Virtual memory is not virtual address space (part 2).

This myth is being perpetuated even as I write this series of articles.

The user-mode virtual address space is normally 2GB, but that doesn't limit you to 2GB of virtual memory. You can allocate memory without it being mapped into your virtual address space. (Those who grew up with Expanded Memory or other forms of bank-switched memory are well-familiar with this technique.)

HANDLE h = CreateFileMapping(INVALID_HANDLE_VALUE, 0,
                             PAGE_READWRITE, 1, 0, NULL);

Provided you have enough physical memory and/or swap file space, that 4GB memory allocation will succeed.

Of course, you can't map it all into memory at once on a 32-bit machine, but you can do it in pieces. Let's read a byte from this memory.

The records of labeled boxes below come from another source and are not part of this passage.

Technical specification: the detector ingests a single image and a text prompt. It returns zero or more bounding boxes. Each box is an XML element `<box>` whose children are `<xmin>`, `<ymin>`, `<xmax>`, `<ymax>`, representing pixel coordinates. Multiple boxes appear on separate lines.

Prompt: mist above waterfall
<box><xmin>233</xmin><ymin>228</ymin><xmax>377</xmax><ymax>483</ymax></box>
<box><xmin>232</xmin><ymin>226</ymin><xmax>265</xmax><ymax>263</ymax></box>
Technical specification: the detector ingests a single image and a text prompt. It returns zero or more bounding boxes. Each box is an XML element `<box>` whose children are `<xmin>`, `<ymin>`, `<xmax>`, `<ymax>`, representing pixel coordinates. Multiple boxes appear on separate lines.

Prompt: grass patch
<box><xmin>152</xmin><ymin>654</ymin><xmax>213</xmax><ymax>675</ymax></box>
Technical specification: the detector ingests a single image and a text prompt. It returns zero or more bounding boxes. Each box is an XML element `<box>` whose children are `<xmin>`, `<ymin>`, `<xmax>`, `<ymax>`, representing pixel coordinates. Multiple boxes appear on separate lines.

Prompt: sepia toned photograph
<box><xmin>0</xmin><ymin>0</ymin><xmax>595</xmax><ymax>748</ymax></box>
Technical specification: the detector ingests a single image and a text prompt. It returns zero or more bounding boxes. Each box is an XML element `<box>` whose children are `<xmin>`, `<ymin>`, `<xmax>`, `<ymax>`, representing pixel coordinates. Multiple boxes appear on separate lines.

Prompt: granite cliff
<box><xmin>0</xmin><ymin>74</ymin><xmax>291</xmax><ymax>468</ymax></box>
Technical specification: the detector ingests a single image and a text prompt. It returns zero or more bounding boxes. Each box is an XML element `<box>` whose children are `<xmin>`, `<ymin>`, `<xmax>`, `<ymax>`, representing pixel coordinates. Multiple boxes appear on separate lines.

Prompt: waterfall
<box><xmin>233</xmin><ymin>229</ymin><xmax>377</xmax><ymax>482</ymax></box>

BYTE ReadByte(HANDLE h, DWORD offset)
{
 SYSTEM_INFO si;
 GetSystemInfo(&si);
 DWORD chunkOffset = offset % si.dwAllocationGranularity;
 DWORD chunkStart = offset - chunkOffset;
 LPBYTE pb = (LPBYTE*)MapViewOfFile(h, FILE_MAP_READ, 0,
      chunkStart, chunkOffset + sizeof(BYTE));
 BYTE b = pb[chunkOffset];
 UnmapViewOfFile(pb);
 return b;
}

Of course, in a real program, you would have error checking and probably a caching layer in order to avoid spending all your time mapping and unmapping instead of actually doing work.

The point is that virtual address space is not virtual memory. As we have seen earlier, you can map the same memory to multiple addresses, so the one-to-one mapping between virtual memory and virtual address space has already been violated. Here we showed that just because you allocated memory doesn't mean that it has to occupy any space in your virtual address space at all.

[Updated: 10:37am, fix minor typos reported in comments.]